批評家小林秀雄と数学者岡潔の対談(昭和40年、新潮掲載)である。

タイトルにある「人間の建設」とは出版社がつけたものだが、その意味は本文の中に出てくる。

岡は数式ではなく言葉で数学を説明するという。その背景には、何か感覚的なものがポッと湧き出てきて言葉に置き換え思考するという流れで、数学を捉えているかららしい。数式はほとんど使わない(といっても、凡人レベルからみれば嫌というほど使っているのだろうが)。

読み進めるほどに、「人間の感覚」というものを学問においては大事にすべきだという主張が随所に現れている。

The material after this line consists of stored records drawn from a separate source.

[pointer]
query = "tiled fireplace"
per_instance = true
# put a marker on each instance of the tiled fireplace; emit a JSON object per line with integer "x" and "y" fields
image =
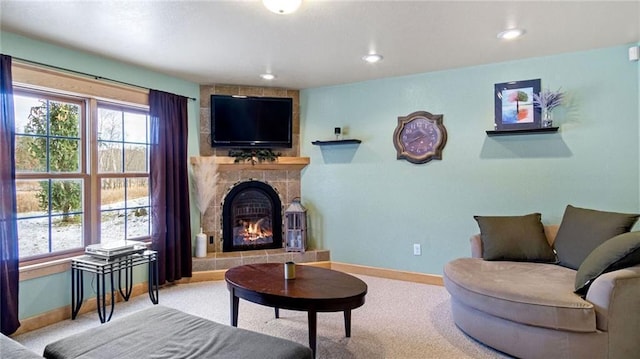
{"x": 251, "y": 217}
{"x": 281, "y": 180}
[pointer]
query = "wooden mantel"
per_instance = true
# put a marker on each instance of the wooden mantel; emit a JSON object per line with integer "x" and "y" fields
{"x": 225, "y": 163}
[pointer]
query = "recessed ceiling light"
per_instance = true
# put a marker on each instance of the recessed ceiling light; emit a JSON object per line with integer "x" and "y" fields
{"x": 282, "y": 7}
{"x": 510, "y": 34}
{"x": 372, "y": 58}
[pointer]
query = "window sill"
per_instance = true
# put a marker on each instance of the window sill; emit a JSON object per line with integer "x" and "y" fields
{"x": 45, "y": 268}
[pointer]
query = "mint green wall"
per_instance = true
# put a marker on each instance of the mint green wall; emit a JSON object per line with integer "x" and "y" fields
{"x": 369, "y": 208}
{"x": 56, "y": 288}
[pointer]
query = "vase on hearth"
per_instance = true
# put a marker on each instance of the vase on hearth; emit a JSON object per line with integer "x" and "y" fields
{"x": 547, "y": 118}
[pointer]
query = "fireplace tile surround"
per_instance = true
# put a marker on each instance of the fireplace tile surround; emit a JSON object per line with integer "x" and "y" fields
{"x": 284, "y": 179}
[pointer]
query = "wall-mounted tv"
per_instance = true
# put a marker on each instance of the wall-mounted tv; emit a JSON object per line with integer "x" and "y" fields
{"x": 251, "y": 122}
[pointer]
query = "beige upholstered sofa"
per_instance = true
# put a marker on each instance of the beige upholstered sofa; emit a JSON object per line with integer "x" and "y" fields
{"x": 530, "y": 310}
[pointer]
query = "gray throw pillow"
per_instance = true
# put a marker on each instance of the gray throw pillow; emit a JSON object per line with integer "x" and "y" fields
{"x": 618, "y": 252}
{"x": 514, "y": 238}
{"x": 582, "y": 230}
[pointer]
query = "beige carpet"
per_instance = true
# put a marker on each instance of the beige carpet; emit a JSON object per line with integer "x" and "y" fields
{"x": 399, "y": 320}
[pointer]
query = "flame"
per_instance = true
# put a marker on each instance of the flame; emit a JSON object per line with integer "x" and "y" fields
{"x": 255, "y": 231}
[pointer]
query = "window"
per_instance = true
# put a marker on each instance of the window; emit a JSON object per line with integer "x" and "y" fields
{"x": 80, "y": 179}
{"x": 123, "y": 169}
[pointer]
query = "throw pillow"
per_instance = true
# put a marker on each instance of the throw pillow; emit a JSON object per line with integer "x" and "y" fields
{"x": 618, "y": 252}
{"x": 582, "y": 230}
{"x": 514, "y": 238}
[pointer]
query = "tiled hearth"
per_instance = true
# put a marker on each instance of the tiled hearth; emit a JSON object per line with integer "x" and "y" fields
{"x": 226, "y": 260}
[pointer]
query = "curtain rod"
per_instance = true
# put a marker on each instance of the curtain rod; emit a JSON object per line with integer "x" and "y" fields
{"x": 95, "y": 77}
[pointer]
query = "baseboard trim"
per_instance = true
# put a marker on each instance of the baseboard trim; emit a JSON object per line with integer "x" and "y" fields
{"x": 64, "y": 313}
{"x": 406, "y": 276}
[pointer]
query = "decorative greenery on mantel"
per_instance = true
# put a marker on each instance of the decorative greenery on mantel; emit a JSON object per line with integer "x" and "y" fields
{"x": 254, "y": 155}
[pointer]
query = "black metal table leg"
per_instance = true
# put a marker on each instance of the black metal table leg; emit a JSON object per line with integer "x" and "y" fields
{"x": 100, "y": 296}
{"x": 77, "y": 291}
{"x": 128, "y": 279}
{"x": 153, "y": 279}
{"x": 112, "y": 290}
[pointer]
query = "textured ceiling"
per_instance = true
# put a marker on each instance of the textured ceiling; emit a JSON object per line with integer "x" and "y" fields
{"x": 322, "y": 44}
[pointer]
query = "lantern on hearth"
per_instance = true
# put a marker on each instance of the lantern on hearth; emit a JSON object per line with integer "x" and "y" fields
{"x": 295, "y": 227}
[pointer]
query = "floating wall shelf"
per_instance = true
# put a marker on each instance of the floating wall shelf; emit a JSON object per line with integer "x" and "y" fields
{"x": 335, "y": 142}
{"x": 528, "y": 131}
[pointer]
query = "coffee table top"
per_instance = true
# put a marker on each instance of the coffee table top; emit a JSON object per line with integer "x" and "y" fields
{"x": 315, "y": 288}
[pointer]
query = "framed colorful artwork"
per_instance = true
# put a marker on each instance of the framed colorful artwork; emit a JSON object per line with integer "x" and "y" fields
{"x": 514, "y": 105}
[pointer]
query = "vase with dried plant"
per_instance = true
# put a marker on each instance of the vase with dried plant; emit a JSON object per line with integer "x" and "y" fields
{"x": 204, "y": 179}
{"x": 546, "y": 101}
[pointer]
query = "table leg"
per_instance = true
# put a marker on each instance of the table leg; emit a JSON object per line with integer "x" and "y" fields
{"x": 77, "y": 291}
{"x": 312, "y": 317}
{"x": 234, "y": 308}
{"x": 153, "y": 280}
{"x": 113, "y": 301}
{"x": 347, "y": 323}
{"x": 128, "y": 279}
{"x": 100, "y": 297}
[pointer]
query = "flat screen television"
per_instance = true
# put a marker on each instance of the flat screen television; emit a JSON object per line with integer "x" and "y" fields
{"x": 251, "y": 122}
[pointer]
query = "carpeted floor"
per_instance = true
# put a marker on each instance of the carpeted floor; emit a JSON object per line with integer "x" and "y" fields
{"x": 399, "y": 320}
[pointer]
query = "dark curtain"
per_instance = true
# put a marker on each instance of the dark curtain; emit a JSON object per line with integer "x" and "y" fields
{"x": 171, "y": 234}
{"x": 9, "y": 272}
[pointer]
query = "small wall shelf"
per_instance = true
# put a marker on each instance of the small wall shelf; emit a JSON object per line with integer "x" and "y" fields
{"x": 335, "y": 142}
{"x": 528, "y": 131}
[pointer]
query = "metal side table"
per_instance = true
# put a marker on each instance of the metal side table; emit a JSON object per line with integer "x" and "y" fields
{"x": 104, "y": 270}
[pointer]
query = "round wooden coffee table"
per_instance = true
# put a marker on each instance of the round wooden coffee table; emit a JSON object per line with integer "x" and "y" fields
{"x": 313, "y": 290}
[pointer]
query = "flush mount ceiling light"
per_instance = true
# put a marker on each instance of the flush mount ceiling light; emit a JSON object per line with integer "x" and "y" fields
{"x": 282, "y": 6}
{"x": 510, "y": 34}
{"x": 372, "y": 58}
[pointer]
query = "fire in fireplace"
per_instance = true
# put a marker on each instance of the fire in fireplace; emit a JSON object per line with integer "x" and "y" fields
{"x": 251, "y": 217}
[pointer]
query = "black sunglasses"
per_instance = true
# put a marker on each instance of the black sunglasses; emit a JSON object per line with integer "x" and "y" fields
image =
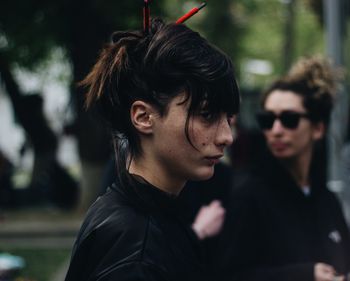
{"x": 289, "y": 119}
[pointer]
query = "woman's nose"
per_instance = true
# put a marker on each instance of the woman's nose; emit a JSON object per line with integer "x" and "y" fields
{"x": 277, "y": 127}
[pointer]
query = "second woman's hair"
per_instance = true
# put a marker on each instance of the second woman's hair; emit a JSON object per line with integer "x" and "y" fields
{"x": 314, "y": 80}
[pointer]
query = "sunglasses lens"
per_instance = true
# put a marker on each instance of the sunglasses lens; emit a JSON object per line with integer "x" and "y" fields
{"x": 265, "y": 120}
{"x": 290, "y": 120}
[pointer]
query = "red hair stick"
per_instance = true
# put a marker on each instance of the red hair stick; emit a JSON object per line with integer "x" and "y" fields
{"x": 190, "y": 13}
{"x": 146, "y": 16}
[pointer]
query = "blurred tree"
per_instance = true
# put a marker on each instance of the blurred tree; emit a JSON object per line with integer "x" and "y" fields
{"x": 29, "y": 31}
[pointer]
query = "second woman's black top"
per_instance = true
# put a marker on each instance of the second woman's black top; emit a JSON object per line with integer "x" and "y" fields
{"x": 135, "y": 232}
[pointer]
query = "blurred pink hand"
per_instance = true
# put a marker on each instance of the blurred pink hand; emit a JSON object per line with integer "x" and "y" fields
{"x": 209, "y": 220}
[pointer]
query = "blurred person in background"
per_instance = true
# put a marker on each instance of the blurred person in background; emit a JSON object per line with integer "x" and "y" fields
{"x": 286, "y": 224}
{"x": 169, "y": 98}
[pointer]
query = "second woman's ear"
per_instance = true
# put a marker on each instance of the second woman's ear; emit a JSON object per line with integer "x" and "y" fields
{"x": 141, "y": 117}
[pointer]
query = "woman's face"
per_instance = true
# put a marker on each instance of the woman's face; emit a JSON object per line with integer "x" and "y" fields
{"x": 283, "y": 142}
{"x": 174, "y": 158}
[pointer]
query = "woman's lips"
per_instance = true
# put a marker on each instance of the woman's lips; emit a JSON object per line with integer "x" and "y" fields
{"x": 213, "y": 160}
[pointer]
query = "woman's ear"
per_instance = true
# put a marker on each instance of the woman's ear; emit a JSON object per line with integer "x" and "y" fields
{"x": 141, "y": 117}
{"x": 319, "y": 130}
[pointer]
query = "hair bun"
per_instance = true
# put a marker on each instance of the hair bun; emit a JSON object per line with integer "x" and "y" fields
{"x": 317, "y": 73}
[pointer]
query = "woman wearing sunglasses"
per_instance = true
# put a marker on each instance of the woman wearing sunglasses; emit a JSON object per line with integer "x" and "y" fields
{"x": 286, "y": 224}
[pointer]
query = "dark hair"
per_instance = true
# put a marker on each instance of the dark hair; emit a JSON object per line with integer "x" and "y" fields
{"x": 315, "y": 81}
{"x": 155, "y": 68}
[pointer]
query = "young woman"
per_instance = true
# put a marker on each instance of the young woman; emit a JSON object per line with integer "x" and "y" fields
{"x": 169, "y": 98}
{"x": 287, "y": 225}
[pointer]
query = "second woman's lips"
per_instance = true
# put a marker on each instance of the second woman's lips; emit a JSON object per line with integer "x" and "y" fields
{"x": 279, "y": 145}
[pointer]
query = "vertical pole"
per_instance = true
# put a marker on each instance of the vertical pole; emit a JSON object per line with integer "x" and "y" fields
{"x": 337, "y": 128}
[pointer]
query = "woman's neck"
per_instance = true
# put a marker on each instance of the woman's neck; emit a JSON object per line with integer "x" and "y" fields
{"x": 155, "y": 175}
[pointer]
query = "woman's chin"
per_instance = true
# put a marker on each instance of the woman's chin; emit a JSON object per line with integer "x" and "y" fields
{"x": 203, "y": 174}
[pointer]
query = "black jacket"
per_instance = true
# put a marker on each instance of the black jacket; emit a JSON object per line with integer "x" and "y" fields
{"x": 135, "y": 232}
{"x": 279, "y": 233}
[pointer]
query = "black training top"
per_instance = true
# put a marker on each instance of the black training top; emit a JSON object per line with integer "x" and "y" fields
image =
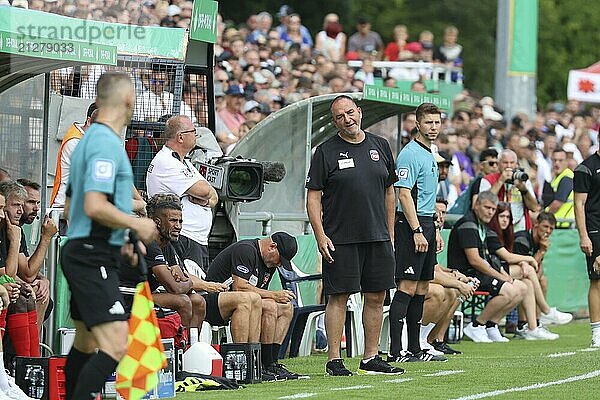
{"x": 587, "y": 180}
{"x": 465, "y": 234}
{"x": 241, "y": 259}
{"x": 353, "y": 178}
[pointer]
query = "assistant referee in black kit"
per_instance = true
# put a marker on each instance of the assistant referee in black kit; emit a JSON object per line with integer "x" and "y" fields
{"x": 350, "y": 205}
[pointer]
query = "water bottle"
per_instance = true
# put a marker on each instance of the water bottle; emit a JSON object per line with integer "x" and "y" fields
{"x": 461, "y": 298}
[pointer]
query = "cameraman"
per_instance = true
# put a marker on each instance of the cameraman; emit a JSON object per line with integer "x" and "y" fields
{"x": 513, "y": 186}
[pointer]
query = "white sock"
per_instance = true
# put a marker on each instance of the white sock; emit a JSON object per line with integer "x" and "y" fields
{"x": 425, "y": 331}
{"x": 4, "y": 385}
{"x": 193, "y": 335}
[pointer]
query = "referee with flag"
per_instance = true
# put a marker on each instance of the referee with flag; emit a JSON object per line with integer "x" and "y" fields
{"x": 99, "y": 206}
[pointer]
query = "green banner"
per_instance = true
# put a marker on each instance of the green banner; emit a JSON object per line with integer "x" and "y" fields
{"x": 57, "y": 49}
{"x": 523, "y": 37}
{"x": 128, "y": 39}
{"x": 203, "y": 26}
{"x": 405, "y": 98}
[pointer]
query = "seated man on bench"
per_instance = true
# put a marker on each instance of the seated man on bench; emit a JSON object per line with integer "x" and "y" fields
{"x": 244, "y": 309}
{"x": 467, "y": 252}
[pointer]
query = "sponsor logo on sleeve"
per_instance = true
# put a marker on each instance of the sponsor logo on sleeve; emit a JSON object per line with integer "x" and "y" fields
{"x": 403, "y": 173}
{"x": 243, "y": 269}
{"x": 103, "y": 170}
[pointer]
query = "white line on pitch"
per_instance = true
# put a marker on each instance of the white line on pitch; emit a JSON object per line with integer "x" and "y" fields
{"x": 399, "y": 380}
{"x": 354, "y": 387}
{"x": 444, "y": 373}
{"x": 299, "y": 396}
{"x": 555, "y": 355}
{"x": 589, "y": 375}
{"x": 590, "y": 349}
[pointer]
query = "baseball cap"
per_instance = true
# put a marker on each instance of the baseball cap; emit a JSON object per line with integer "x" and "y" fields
{"x": 287, "y": 246}
{"x": 251, "y": 105}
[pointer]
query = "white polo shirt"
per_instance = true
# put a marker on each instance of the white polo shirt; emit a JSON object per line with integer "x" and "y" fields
{"x": 167, "y": 174}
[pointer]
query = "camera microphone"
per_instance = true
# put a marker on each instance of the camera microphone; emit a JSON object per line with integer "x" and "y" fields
{"x": 273, "y": 171}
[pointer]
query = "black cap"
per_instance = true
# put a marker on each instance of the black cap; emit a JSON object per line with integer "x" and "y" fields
{"x": 287, "y": 246}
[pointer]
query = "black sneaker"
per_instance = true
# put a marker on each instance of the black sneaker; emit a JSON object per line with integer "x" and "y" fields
{"x": 405, "y": 356}
{"x": 444, "y": 348}
{"x": 268, "y": 375}
{"x": 377, "y": 366}
{"x": 336, "y": 368}
{"x": 284, "y": 373}
{"x": 425, "y": 356}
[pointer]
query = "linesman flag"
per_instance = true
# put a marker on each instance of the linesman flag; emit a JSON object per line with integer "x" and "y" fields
{"x": 137, "y": 371}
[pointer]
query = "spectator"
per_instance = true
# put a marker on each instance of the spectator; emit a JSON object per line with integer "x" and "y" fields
{"x": 232, "y": 113}
{"x": 466, "y": 252}
{"x": 171, "y": 172}
{"x": 63, "y": 160}
{"x": 331, "y": 41}
{"x": 450, "y": 52}
{"x": 518, "y": 192}
{"x": 294, "y": 35}
{"x": 284, "y": 15}
{"x": 397, "y": 50}
{"x": 366, "y": 42}
{"x": 523, "y": 268}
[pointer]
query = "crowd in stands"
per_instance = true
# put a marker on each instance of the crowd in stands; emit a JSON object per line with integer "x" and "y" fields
{"x": 272, "y": 60}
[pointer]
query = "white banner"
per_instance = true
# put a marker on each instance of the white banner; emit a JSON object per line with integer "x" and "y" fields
{"x": 584, "y": 86}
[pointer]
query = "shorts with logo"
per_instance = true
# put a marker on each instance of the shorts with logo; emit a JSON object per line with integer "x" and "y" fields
{"x": 359, "y": 267}
{"x": 595, "y": 238}
{"x": 213, "y": 315}
{"x": 487, "y": 283}
{"x": 410, "y": 265}
{"x": 91, "y": 268}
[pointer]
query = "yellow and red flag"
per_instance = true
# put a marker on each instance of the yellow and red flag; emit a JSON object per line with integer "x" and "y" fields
{"x": 137, "y": 371}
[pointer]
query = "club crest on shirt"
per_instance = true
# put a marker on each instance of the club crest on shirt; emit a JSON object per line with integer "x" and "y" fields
{"x": 402, "y": 173}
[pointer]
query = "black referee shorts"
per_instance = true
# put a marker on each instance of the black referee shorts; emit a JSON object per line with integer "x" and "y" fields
{"x": 595, "y": 238}
{"x": 410, "y": 265}
{"x": 359, "y": 267}
{"x": 91, "y": 268}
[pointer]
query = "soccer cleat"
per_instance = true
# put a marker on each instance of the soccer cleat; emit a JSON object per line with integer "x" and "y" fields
{"x": 337, "y": 368}
{"x": 538, "y": 333}
{"x": 427, "y": 356}
{"x": 495, "y": 336}
{"x": 376, "y": 366}
{"x": 477, "y": 334}
{"x": 444, "y": 348}
{"x": 555, "y": 317}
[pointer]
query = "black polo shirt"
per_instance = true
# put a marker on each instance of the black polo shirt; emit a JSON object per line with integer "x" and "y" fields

アインシュタインの理論物理学に対する批判(あくまでも学問的批判である)においては、

「理論物理学のようなものが実在すると信じさせる最大のものは、原子爆弾とか水素爆弾をつくれたということでしょうが、あれは破壊なんです。ところが、破壊というのは、いろいろな仮説自体がまったく正しくなくても、それに頼ってやったほうが幾分利益があればできるものです。もし建設が一つでもできるというのなら認めてもよいのですが・・・・建設をやって見せてもらえなければ、論より証拠とは言えないのです。」

他にも、両氏の文明、国家、学問、人間になどに対する考え方が、対談の言葉の中に散りばめられており、読むには薄い一冊の文庫本だが、一度で読むにはとても重い内容だ。何度も読み返さねばならない一冊だろう。

なお、先日読んだ、「史上最大の決断」の最後にもこの本が引用されており、二冊を同じ時期に続けて読んだのは偶然ではあるが、何やら因果があるのか。